Fortune 500 companies have been scrambling to protect their dividends and keep their shareholders happy. The results have been generally negative for workers at those companies. This trend has affected companies in many different industries. Let’s take a look at some specific examples from AT&T and ExxonMobil.

Back in June of 2020, The Dallas Morning News reported that AT&T was planning a $6 billion job cost-cutting initiative which would, “make ‘sizable’ job cuts and close hundreds of retail stores”. Also having added a large merger debt to its Balance Sheet, the company has cut thousands of U.S. jobs through the pandemic. This is obviously a response to the current economic downturn but the plan was made with the goal of preserving the dividend, declared at $0.52 per share this last June 25th. The Dallas Morning News also reported that, “AT&T has been under pressure to reduce costs and sell assets to help pay down debt, expand 5G wireless networks, raise its shareholder dividend and expand its WarnerMedia entertainment offerings”. The results have been several thousand job cuts and several hundred closed storefronts. 

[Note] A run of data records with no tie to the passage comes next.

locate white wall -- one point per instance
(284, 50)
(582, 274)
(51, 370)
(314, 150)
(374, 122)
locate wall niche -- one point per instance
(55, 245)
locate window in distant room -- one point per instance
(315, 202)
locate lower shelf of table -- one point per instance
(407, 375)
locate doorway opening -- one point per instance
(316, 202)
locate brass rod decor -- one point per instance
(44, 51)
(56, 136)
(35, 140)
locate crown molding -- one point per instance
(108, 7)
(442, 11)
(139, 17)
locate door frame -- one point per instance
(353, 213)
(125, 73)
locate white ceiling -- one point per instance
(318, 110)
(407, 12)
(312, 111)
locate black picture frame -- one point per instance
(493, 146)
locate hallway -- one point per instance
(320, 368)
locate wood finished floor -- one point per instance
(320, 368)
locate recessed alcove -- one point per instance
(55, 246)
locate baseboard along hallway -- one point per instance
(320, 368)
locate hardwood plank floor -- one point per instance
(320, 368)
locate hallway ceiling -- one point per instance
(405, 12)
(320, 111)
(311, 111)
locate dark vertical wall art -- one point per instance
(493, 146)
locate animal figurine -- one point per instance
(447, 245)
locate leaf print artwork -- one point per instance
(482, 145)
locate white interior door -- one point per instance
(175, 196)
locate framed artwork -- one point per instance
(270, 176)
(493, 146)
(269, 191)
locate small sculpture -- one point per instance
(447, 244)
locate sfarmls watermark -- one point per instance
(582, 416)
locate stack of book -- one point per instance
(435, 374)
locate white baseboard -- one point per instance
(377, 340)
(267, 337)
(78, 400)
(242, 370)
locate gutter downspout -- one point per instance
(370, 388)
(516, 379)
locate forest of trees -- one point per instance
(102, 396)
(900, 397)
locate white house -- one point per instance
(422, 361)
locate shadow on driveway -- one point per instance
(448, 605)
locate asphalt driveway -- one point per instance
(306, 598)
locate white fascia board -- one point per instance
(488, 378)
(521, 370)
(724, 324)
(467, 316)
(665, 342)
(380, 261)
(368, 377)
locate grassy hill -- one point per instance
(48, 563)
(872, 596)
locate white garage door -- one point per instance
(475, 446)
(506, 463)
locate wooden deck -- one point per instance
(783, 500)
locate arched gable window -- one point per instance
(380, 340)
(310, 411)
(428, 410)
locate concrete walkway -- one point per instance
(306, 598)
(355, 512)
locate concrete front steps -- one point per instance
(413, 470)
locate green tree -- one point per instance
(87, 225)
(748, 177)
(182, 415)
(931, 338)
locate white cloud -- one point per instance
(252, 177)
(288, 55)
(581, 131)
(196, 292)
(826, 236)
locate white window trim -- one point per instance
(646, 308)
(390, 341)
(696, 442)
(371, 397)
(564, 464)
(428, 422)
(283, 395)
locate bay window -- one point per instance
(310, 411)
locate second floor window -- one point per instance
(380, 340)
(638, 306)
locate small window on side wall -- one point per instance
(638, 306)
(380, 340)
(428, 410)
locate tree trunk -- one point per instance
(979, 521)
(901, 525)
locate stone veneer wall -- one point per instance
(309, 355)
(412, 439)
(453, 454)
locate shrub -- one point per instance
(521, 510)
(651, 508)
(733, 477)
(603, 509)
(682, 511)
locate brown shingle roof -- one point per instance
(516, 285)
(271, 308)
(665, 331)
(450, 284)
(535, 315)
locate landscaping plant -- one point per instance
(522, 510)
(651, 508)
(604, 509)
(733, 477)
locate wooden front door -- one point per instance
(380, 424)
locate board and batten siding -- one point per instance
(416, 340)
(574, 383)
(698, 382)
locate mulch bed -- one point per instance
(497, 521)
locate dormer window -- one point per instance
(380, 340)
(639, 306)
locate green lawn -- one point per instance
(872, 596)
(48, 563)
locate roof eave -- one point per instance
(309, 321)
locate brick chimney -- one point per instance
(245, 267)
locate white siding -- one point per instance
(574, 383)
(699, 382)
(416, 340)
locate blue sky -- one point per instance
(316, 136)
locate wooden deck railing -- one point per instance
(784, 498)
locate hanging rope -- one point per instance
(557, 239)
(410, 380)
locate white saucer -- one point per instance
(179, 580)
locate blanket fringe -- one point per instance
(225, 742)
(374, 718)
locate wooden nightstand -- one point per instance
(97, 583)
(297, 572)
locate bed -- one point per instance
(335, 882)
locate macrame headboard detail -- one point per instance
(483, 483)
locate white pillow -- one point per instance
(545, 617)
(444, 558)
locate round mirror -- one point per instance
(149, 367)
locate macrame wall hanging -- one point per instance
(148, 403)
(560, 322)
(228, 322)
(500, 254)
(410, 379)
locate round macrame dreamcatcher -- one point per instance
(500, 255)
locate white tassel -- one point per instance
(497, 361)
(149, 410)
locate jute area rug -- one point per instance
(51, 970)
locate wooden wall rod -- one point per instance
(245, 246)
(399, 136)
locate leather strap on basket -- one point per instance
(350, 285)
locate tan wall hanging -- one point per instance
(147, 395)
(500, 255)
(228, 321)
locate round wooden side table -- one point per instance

This Last Quarter, ExxonMobil led the Oil industry, reporting second quarter earnings of $4.7 billion, outperforming Chevron. Even though the Oil giant faced giant losses in 2020, it now recovers and heads in the right direction through the third quarter. The company finds itself surrounded by largely positive media coverage, as Reuters reports ExxonMobil will restart employee retirement plan contributions come Oct. 1st, and Common stock dividends stand at 6.04%. After having experiencing its first back-to-back quarterly loss in over 36 years & cutting thousands of jobs last year, the company now prepares to meet the growing oil demand and protect its dividend, through measures such as limiting their capital spending, per The Business Report.

A PIP or “Performance Improvement Plan” is essentially a severance offer to leave the company. According to Forbes, ExxonMobil made changes to their performance evaluation process in order to justify more job cuts. Back in April of 2020, they raised the number of employees who were in the “Needs Significant Improvement” (NSI) category from 3% to 8% of all US workers. Employees who were placed in the NSI category qualified for a PIP. ExxonMobil employs about 75,000 people, so an 8% reduction would result in about 6,000 people out of a job. According to Business Insider, the changes made to ExxonMobil’s employee evaluation process were an attempt to, “cut more jobs without traditional layoffs." 

All of these decisions are being made in the name of protecting dividends. ExxonMobil has raised the payout on their dividend annually for 37 straight years, and it is very much a streak they would like to continue. When corporations prioritize their dividend the result is typically a lot of employees out of a job.